1. Codebase overviews don't help

Agents don't discover relevant files faster when given directory listings or architecture descriptions. They just explore more broadly, consuming more resources. 100% of Sonnet-generated and 95-99% of other LLM-generated files included overviews, all wastefully.

2. Redundancy is the core problem

When existing documentation (.md files, docs/) was removed from repositories, LLM-generated context files improved performance by 2.7%. The files aren't inherently bad - they're bad because they duplicate existing docs.

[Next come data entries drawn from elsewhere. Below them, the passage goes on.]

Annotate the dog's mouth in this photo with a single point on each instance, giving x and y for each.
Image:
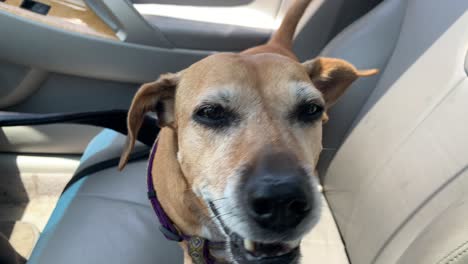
(248, 251)
(245, 251)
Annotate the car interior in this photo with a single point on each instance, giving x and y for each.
(394, 165)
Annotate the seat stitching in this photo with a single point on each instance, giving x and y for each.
(95, 196)
(454, 258)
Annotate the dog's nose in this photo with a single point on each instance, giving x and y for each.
(278, 192)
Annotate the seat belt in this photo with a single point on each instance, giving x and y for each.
(111, 119)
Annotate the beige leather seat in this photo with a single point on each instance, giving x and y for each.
(394, 168)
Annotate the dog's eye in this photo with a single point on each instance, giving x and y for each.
(213, 115)
(308, 112)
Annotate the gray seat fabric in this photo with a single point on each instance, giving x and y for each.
(106, 218)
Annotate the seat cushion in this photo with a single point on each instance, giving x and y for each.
(106, 218)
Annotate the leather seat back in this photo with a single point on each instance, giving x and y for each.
(395, 168)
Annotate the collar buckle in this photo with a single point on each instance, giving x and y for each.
(169, 234)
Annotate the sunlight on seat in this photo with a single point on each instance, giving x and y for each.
(245, 16)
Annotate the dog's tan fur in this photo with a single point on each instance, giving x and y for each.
(260, 83)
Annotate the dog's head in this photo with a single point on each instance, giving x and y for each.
(249, 130)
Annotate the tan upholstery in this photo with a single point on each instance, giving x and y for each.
(399, 179)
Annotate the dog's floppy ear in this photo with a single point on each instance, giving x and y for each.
(333, 76)
(157, 96)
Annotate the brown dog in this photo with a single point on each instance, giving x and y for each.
(241, 136)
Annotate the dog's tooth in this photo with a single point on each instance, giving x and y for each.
(249, 245)
(293, 244)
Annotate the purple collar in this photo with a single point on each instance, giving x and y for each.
(198, 247)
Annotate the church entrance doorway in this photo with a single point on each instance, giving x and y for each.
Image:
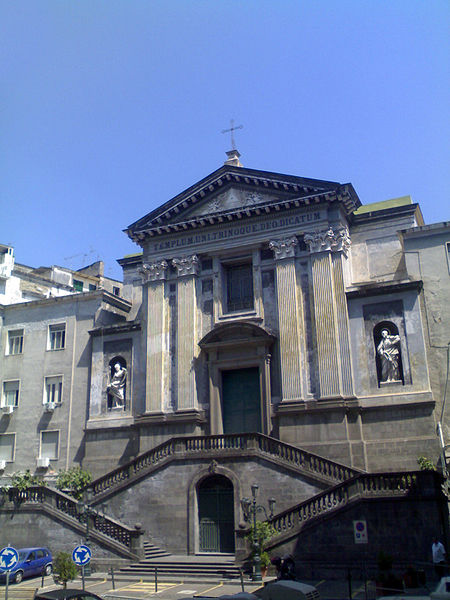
(241, 401)
(216, 515)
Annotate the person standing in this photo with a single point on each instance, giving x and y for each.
(439, 554)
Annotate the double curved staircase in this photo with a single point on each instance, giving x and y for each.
(344, 486)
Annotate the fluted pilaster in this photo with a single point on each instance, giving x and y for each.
(330, 307)
(289, 319)
(187, 331)
(157, 340)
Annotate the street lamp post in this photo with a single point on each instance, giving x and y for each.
(250, 508)
(86, 512)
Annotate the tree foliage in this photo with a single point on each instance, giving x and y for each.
(23, 481)
(264, 532)
(73, 480)
(426, 464)
(64, 568)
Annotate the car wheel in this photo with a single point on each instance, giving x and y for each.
(18, 576)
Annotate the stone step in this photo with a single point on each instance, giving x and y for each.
(184, 565)
(185, 570)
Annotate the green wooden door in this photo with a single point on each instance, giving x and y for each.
(241, 403)
(216, 515)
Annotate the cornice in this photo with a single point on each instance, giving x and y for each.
(303, 193)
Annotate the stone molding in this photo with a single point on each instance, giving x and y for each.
(324, 241)
(186, 265)
(154, 272)
(284, 248)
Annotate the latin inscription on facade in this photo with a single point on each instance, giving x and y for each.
(240, 230)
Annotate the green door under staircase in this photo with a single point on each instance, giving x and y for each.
(216, 515)
(241, 401)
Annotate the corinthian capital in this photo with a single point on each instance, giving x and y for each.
(186, 265)
(153, 272)
(283, 248)
(322, 241)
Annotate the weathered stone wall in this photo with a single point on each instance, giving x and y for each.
(166, 501)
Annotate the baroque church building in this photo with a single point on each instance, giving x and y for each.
(272, 330)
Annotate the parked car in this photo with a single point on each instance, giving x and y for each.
(67, 594)
(32, 561)
(442, 592)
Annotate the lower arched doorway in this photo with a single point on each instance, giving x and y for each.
(216, 515)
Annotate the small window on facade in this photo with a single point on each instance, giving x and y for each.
(7, 446)
(266, 254)
(15, 341)
(53, 390)
(57, 337)
(77, 285)
(10, 395)
(239, 280)
(206, 264)
(49, 444)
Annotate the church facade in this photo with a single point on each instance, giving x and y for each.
(271, 330)
(274, 304)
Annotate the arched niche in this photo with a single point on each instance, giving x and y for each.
(114, 402)
(388, 353)
(238, 355)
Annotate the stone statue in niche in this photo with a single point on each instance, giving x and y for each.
(389, 353)
(116, 387)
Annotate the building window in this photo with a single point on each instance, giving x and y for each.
(53, 390)
(57, 336)
(10, 396)
(239, 280)
(7, 446)
(15, 341)
(49, 444)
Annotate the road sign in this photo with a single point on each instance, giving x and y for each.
(81, 555)
(9, 557)
(360, 532)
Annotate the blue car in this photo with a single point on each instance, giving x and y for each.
(32, 561)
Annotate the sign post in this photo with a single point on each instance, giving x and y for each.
(361, 537)
(9, 557)
(81, 556)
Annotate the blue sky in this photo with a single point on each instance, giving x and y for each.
(109, 108)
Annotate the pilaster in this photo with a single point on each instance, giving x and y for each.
(289, 319)
(156, 339)
(328, 249)
(187, 331)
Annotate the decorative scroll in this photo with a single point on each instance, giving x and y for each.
(283, 248)
(186, 265)
(154, 272)
(322, 241)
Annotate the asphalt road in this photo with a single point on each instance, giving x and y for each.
(177, 589)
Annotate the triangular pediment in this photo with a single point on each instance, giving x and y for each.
(236, 192)
(232, 199)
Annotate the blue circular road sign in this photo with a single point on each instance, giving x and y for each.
(81, 555)
(9, 557)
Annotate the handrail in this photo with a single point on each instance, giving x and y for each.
(113, 529)
(192, 445)
(362, 485)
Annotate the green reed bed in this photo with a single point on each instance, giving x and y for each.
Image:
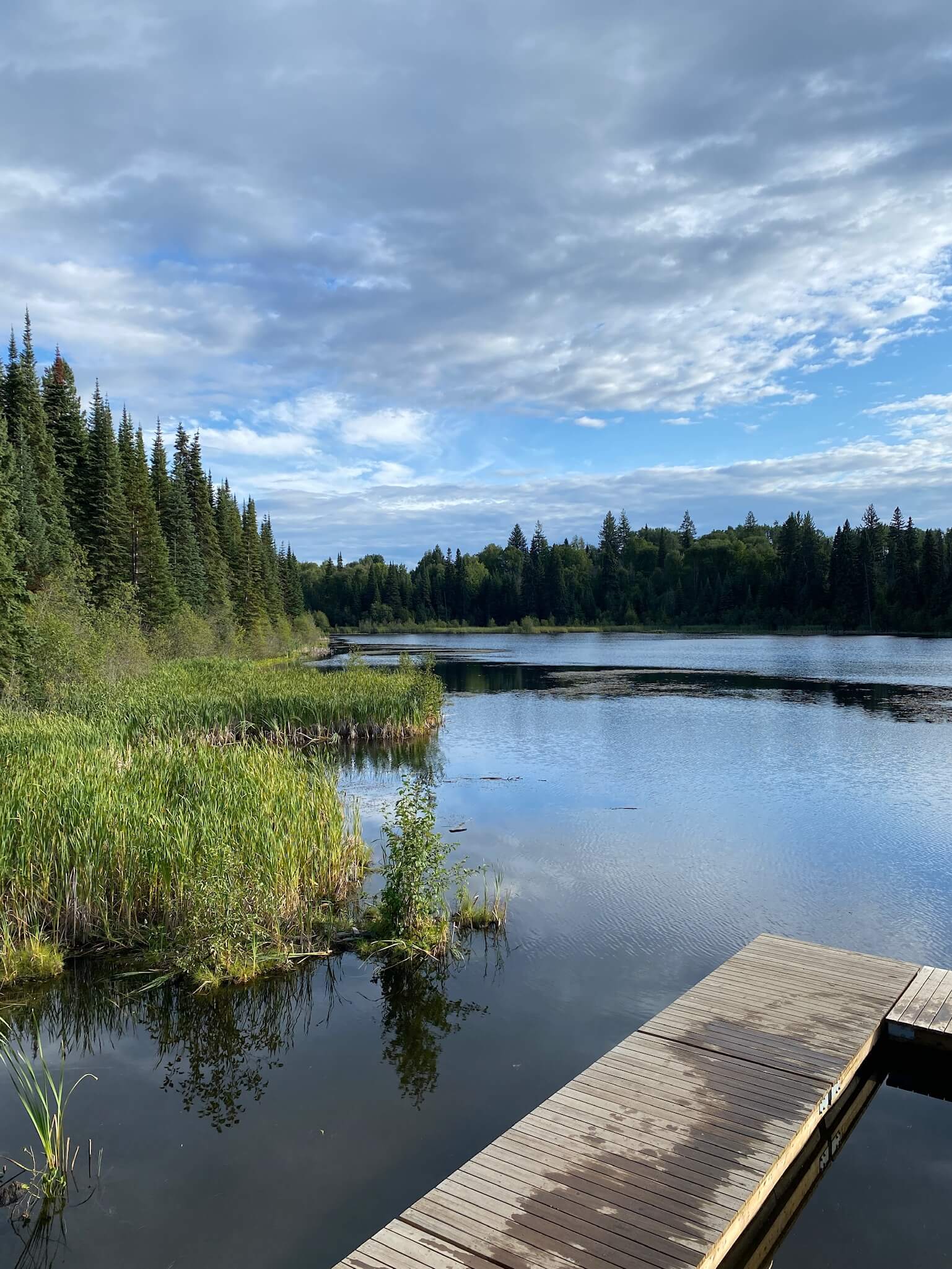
(227, 700)
(216, 860)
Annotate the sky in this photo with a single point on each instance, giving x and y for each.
(419, 269)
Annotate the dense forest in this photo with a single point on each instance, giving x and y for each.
(106, 551)
(872, 577)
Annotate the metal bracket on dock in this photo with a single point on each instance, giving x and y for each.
(829, 1098)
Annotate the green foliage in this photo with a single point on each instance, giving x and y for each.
(752, 575)
(227, 700)
(45, 1098)
(417, 877)
(199, 853)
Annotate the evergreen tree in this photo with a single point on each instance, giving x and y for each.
(271, 574)
(106, 532)
(624, 532)
(159, 479)
(227, 520)
(535, 574)
(43, 526)
(517, 539)
(185, 554)
(251, 609)
(291, 587)
(687, 532)
(215, 569)
(150, 572)
(68, 432)
(12, 589)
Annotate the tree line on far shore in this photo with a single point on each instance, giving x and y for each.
(108, 552)
(875, 575)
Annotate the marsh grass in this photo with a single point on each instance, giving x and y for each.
(191, 815)
(220, 860)
(481, 912)
(224, 701)
(45, 1097)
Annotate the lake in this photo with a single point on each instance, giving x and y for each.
(654, 804)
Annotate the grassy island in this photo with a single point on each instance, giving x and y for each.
(191, 814)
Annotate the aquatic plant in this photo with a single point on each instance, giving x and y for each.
(222, 861)
(222, 700)
(133, 816)
(45, 1098)
(486, 912)
(413, 905)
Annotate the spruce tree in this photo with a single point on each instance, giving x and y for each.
(68, 433)
(687, 532)
(46, 474)
(12, 589)
(227, 520)
(199, 491)
(250, 609)
(159, 478)
(271, 578)
(178, 525)
(150, 573)
(517, 539)
(292, 589)
(106, 533)
(33, 551)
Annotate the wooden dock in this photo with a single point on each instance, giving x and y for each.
(924, 1009)
(664, 1151)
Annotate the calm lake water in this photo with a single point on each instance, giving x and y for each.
(654, 802)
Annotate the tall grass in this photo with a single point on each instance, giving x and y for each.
(217, 857)
(133, 816)
(45, 1098)
(230, 700)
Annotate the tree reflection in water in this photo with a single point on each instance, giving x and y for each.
(417, 1016)
(216, 1050)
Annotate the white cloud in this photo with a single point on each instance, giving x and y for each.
(405, 428)
(242, 439)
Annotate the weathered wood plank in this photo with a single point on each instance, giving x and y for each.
(660, 1154)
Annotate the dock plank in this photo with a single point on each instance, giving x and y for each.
(660, 1154)
(924, 1009)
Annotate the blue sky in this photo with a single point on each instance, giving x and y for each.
(418, 271)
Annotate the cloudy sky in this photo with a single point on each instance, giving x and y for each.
(418, 269)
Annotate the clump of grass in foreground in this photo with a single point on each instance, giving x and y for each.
(486, 912)
(225, 700)
(219, 860)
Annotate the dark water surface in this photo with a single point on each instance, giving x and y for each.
(654, 802)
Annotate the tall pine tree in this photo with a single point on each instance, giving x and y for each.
(106, 533)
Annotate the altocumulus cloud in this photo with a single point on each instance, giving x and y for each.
(364, 230)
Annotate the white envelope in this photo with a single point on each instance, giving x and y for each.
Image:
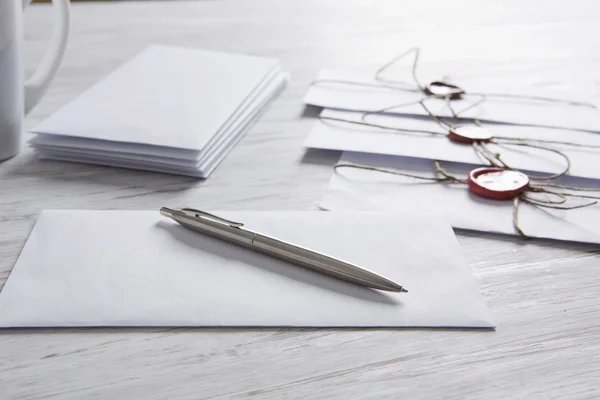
(168, 109)
(136, 268)
(514, 111)
(153, 158)
(335, 135)
(198, 94)
(354, 189)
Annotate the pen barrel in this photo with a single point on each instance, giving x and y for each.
(217, 230)
(319, 262)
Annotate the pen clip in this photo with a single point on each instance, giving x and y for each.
(192, 212)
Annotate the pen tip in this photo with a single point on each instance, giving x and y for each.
(167, 212)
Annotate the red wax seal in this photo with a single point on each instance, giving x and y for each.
(497, 183)
(444, 90)
(469, 134)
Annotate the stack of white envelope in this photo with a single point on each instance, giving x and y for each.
(169, 109)
(396, 139)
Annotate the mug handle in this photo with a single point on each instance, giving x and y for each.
(36, 86)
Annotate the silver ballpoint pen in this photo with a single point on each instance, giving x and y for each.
(233, 232)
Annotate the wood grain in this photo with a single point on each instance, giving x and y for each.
(544, 295)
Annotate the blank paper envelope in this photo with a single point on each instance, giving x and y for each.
(136, 268)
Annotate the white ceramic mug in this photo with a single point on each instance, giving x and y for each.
(17, 98)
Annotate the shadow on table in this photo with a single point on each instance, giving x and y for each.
(28, 165)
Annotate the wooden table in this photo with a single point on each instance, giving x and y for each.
(544, 296)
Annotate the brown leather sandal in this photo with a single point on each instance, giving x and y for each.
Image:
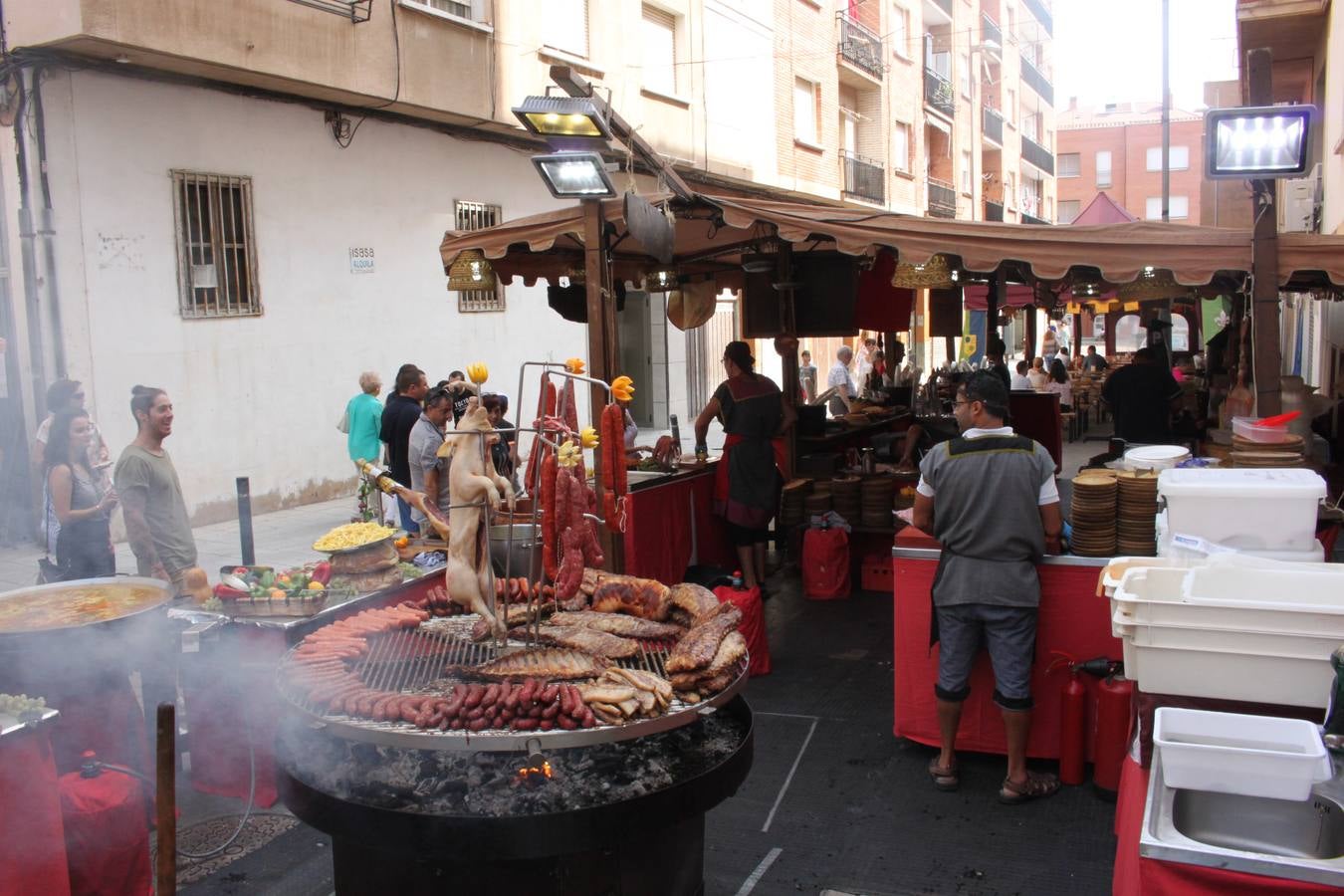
(944, 778)
(1037, 786)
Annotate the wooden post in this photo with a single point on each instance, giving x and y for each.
(1266, 361)
(165, 798)
(602, 353)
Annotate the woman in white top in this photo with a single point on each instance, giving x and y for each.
(1037, 373)
(1059, 384)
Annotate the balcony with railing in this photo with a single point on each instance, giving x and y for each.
(863, 177)
(1036, 154)
(992, 125)
(859, 46)
(943, 199)
(938, 93)
(990, 30)
(1040, 12)
(1036, 80)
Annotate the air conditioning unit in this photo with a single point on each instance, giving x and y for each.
(1298, 203)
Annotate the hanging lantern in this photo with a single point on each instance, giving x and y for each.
(1152, 284)
(660, 280)
(469, 272)
(933, 274)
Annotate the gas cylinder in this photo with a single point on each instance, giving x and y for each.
(1072, 719)
(1113, 714)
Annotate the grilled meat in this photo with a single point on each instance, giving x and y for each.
(644, 598)
(538, 662)
(698, 648)
(588, 639)
(617, 623)
(694, 599)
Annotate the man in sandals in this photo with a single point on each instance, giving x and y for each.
(990, 497)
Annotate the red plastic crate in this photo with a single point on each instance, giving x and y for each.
(875, 572)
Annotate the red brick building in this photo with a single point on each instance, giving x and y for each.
(1117, 149)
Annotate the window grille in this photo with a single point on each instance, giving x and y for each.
(479, 216)
(217, 253)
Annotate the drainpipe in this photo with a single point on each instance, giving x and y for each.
(29, 258)
(47, 229)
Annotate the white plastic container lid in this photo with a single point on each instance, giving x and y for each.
(1242, 483)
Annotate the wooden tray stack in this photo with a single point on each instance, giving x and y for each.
(1136, 533)
(875, 500)
(1286, 453)
(844, 497)
(791, 503)
(1093, 514)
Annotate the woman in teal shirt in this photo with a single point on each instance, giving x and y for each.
(364, 414)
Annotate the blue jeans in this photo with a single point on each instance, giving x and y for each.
(405, 511)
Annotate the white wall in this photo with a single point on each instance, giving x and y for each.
(260, 396)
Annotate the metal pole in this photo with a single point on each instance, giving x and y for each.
(1167, 114)
(249, 549)
(1266, 354)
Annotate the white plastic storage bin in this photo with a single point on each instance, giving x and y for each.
(1259, 510)
(1153, 596)
(1232, 754)
(1228, 675)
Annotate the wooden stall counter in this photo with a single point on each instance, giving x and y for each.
(1071, 619)
(661, 518)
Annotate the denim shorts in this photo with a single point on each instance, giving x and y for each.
(1009, 633)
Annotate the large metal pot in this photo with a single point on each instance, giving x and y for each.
(523, 555)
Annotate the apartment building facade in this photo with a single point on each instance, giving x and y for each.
(242, 202)
(1117, 149)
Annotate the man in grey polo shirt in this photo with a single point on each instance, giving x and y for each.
(990, 497)
(429, 472)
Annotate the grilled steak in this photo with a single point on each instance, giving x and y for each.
(617, 623)
(698, 648)
(538, 662)
(588, 639)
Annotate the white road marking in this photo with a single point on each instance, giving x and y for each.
(789, 780)
(755, 877)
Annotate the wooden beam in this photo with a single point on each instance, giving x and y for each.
(1266, 361)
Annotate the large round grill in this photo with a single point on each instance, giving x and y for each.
(414, 661)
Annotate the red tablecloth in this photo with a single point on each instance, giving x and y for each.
(33, 840)
(657, 528)
(1139, 876)
(1072, 619)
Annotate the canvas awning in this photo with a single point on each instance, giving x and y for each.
(714, 231)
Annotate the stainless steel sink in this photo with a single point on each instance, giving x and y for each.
(1298, 840)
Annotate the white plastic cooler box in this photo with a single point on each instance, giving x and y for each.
(1248, 510)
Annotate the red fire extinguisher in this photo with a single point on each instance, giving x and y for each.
(1072, 718)
(1113, 711)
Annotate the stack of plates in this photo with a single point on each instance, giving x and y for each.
(1137, 518)
(844, 497)
(1286, 453)
(1093, 514)
(875, 500)
(791, 511)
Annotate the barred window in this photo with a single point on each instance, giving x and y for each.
(479, 216)
(217, 254)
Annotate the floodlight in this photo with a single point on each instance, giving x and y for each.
(563, 117)
(574, 175)
(1256, 142)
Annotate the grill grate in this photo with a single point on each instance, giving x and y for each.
(413, 661)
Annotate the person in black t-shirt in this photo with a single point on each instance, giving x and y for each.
(1141, 396)
(399, 418)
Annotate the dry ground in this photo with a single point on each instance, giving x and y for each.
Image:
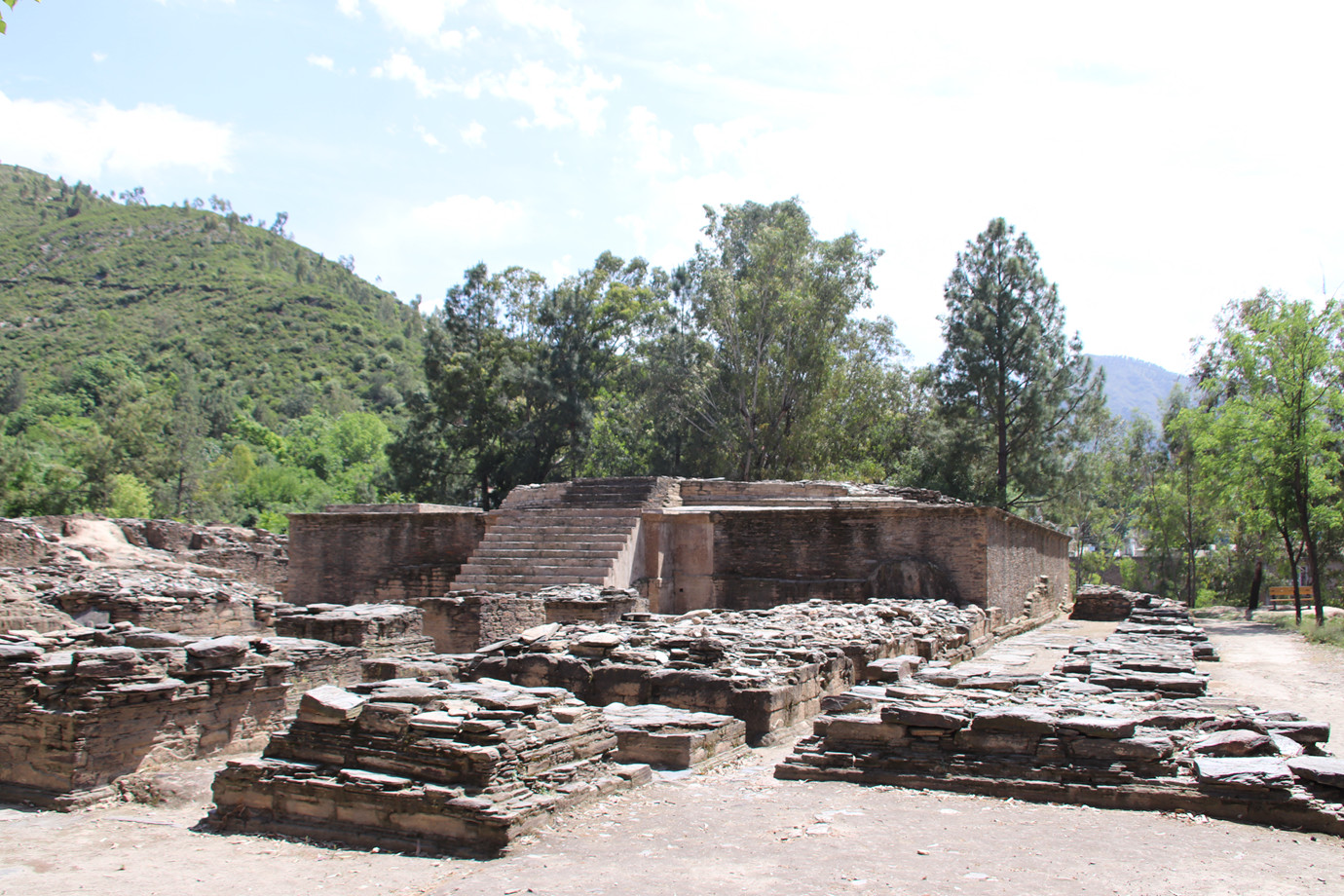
(738, 831)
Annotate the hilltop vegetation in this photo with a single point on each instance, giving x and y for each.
(179, 360)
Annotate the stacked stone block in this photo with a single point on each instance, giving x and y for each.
(1120, 723)
(441, 767)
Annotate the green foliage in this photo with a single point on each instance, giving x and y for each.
(1269, 428)
(128, 498)
(187, 358)
(1015, 389)
(775, 304)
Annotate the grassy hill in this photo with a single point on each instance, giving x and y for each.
(180, 361)
(244, 308)
(1138, 389)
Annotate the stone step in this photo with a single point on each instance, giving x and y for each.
(520, 581)
(524, 552)
(530, 569)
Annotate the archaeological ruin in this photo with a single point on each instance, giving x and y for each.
(437, 680)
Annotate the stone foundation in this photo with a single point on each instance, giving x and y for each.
(1120, 723)
(75, 721)
(377, 627)
(676, 739)
(457, 768)
(767, 668)
(467, 620)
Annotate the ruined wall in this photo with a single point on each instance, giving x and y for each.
(464, 622)
(71, 725)
(769, 556)
(386, 552)
(1016, 552)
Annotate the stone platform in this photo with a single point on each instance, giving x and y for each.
(1118, 723)
(402, 765)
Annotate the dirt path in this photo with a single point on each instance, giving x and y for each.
(738, 831)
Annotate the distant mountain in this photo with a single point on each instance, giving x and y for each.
(1136, 387)
(246, 311)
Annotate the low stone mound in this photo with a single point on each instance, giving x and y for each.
(1120, 723)
(81, 708)
(676, 739)
(377, 627)
(1107, 602)
(424, 767)
(767, 668)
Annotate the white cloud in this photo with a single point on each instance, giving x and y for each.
(399, 66)
(473, 134)
(538, 17)
(730, 138)
(639, 229)
(91, 141)
(467, 219)
(430, 140)
(421, 20)
(573, 98)
(652, 144)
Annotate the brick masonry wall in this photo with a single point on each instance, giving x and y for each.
(463, 623)
(354, 558)
(769, 556)
(1019, 551)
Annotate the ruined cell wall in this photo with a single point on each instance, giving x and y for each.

3. Tool instructions work well

When context files mention specific tools (pytest, uv, grep, repo-specific CLIs), agents use those tools 1.6-2.5x more frequently. This is the most useful thing you can put in a context file.

4. LLM-generated files always underperform

Across all agents, all benchmarks, and all generating models (including the strongest available), LLM-generated files consistently hurt or showed negligible benefit. Stronger models don't generate better context files either.

5. Developer-written files provide modest value

Hand-written files outperformed LLM-generated ones across all four agents tested. Developers naturally write shorter, more targeted content focused on actual pain points.

6. More exploration != better results

Context files caused agents to execute more tests, read more files, and search more broadly. This increased activity did not translate to higher success rates - just higher costs.

TL;DR

Include only what agents cannot discover on their own. Everything else is noise.